7.2. Executive acknowledges that the Company has provided him with the following notice of immunity rights in compliance with the requirements of the Defend Trade Secrets Act of 2016: (a) Executive shall not be held criminally or civilly liable under any federal or state trade secret law for the disclosure of a trade secret that is made in confidence to a federal, state, or local government official or to an attorney solely for the purpose of reporting or investigating a suspected violation of law, (b) Executive shall not be held criminally or civilly liable under any federal or state trade secret law for the disclosure of a trade secret that is made in a complaint or other document filed in a lawsuit or other proceeding, if such filing is made under seal and (c) if Executive files a lawsuit for retaliation by the Company for reporting a suspected violation of law, Executive may disclose the trade secret to his attorney and use the trade secret information in the court proceeding, if Executive files any document containing the trade secret information under seal, and does not disclose the trade secret information, except pursuant to court order.
7.3. In addition to any other right or remedy the Company may have against Executive for breach of the covenants incorporated by reference into this Section 7, effective as of the date of any such breach, an amount equal to the amount of any distributions received by Executive with respect to the Units on or prior to such breach shall immediately become due and payable by Executive to the Company, and the Company shall have the right to offset such amount against any other payments to be made to Executive after such breach, subject to any limitations under Section 409A of the Internal Revenue Code, as amended. For purposes of Section 3 and this Section 7.3, the Board shall determine in its sole and absolute discretion whether a breach of the covenants incorporated by reference into this Section 7 has occurred, and the date of any such breach.
8.1. Survival of Representations and Warranties. Unless otherwise set forth in this Agreement, the representations and warranties of the Company and Executive contained in or made pursuant to this Agreement shall survive the execution and delivery of this Agreement and the Closing and shall in no way be affected by any investigation or knowledge of the subject matter thereof made by or on behalf of Executive or the Company.
8.2. Successors and Assigns. The terms and conditions of this Agreement shall inure to the benefit of and be binding upon the respective successors and assigns of the parties. Nothing in this Agreement, express or implied, is intended to confer upon any party other than the parties hereto or their respective successors and assigns any rights, remedies, obligations, or liabilities under or by reason of this Agreement, except as expressly provided in this Agreement.
8.3. Jurisdiction. The Company and Executive hereby irrevocably and unconditionally consent to the jurisdiction of any New York court or federal court of the United States sitting in the Southern District of New York in any action or proceeding relating to this Agreement and consents to service of process in connection therewith by the delivery of notice to such Person’s address at the address for notices to such Person pursuant to this Agreement.

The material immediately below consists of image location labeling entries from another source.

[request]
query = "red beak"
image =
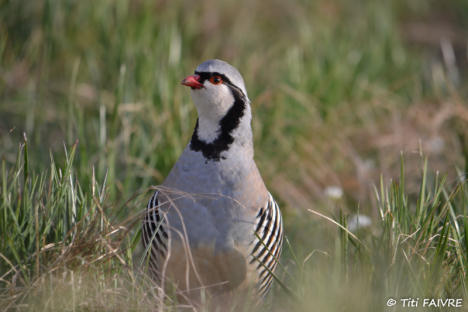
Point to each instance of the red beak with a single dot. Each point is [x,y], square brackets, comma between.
[193,82]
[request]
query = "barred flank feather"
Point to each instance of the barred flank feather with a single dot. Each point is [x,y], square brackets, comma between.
[154,235]
[267,244]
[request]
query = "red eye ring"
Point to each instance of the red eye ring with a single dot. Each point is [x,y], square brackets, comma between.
[216,79]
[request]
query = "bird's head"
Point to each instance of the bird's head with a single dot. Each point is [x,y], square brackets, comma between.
[215,86]
[219,94]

8.4. Governing Law. This Agreement shall be governed in all respect by the laws of the State of New York without regard to choice of laws or conflict of laws provisions thereof that would require the application of the laws of any other jurisdiction.
8.5. Counterparts. This Agreement may be executed in one or more counterparts, all of which taken together shall be deemed one original.

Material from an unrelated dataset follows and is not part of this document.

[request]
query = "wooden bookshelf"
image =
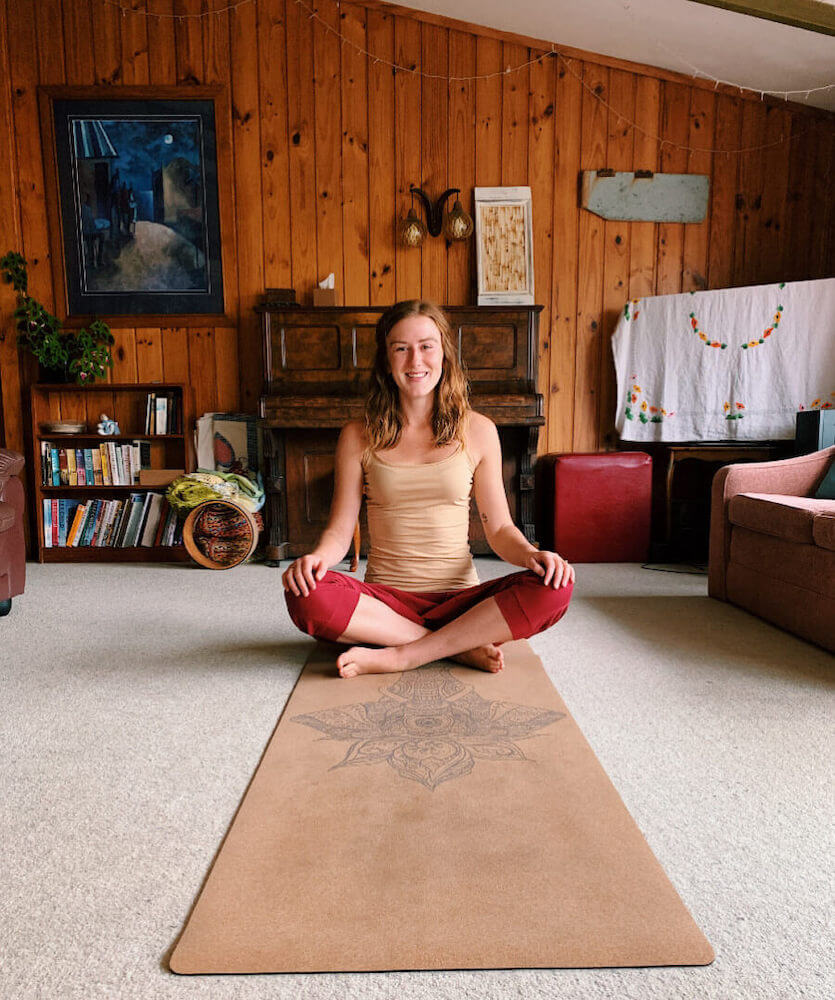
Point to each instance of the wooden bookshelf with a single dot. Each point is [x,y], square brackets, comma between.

8.6. Headings; Interpretation. When a reference is made in this Agreement to a Section or Exhibit such reference shall be to a Section or Exhibit of this Agreement unless otherwise indicated. The headings contained in this Agreement or in any Exhibit are for convenience of reference purposes only and shall not affect in any way the meaning or interpretation of this Agreement. All words used in this Agreement will be construed to be of such gender or number as the circumstances require. Any capitalized terms used in any Exhibit but not otherwise defined therein shall have the meaning as defined in this Agreement. All Exhibits annexed hereto or referred to herein are hereby incorporated in and made a part of this Agreement as if set forth herein. The word “including” and words of similar import when used in this Agreement will mean “including, without limitation,” unless otherwise specified.
8.7. Notices. All notices and other communications given or made pursuant to this Agreement shall be in writing and shall be deemed effectively given upon the earlier of actual receipt or: (a) personal delivery to the party to be notified, (b) when sent, if sent by facsimile during normal business hours of the recipient, and if not sent during normal business hours, then on the recipient’s next business day, (c) five (5) days after having been sent by registered or certified mail, return receipt requested, postage prepaid, or (d) one (1) business day after deposit with a nationally recognized overnight courier, freight prepaid, specifying next business day delivery, with written verification of receipt.

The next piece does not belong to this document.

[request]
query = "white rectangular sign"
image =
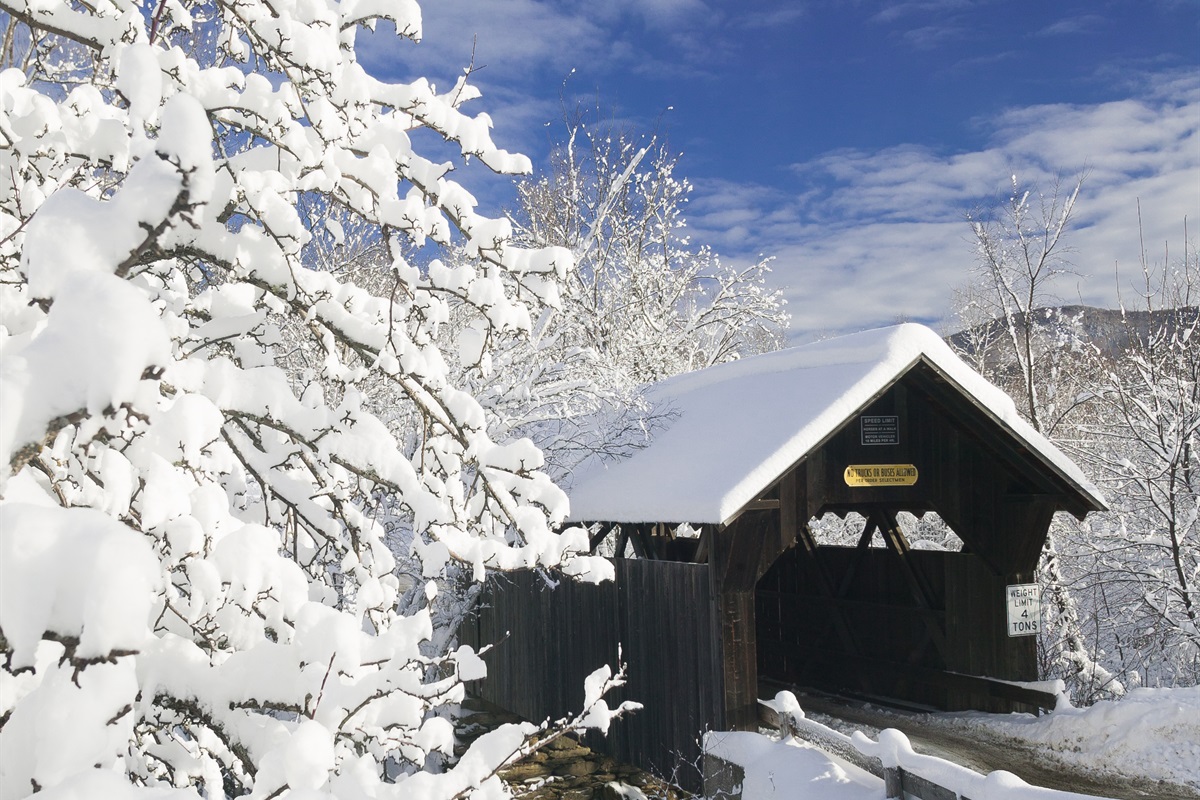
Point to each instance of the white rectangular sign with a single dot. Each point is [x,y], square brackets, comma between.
[1024,609]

All communications to the Company shall be sent to:
Authentic Brands Group LLC
1411 Broadway, 4th Floor
New York, NY 10018
Facsimile: (212) 760-2419
Attention: James Salter and Jay Dubiner
with copies to:
Simpson Thacher & Bartlett LLP
425 Lexington Avenue
New York, NY 10017
Attention: Andrew Blau
All communications to Executive shall be sent to his residence address at the last address set forth on the Company’s records or email address as set forth below, or to such residence address or email address as subsequently modified by written notice given in accordance with this Section 8.7:
8.8. No Finder’s Fees. Each party represents that he or it neither is nor will be obligated for any finder’s fee or commission in connection with this transaction. Executive agrees to indemnify and to hold harmless the Company from any liability for any commission or compensation in the nature of a finder’s or broker’s fee arising out of this transaction (and the costs and expenses of defending against such liability or asserted liability) for which Executive or any of Executive’s representatives is responsible.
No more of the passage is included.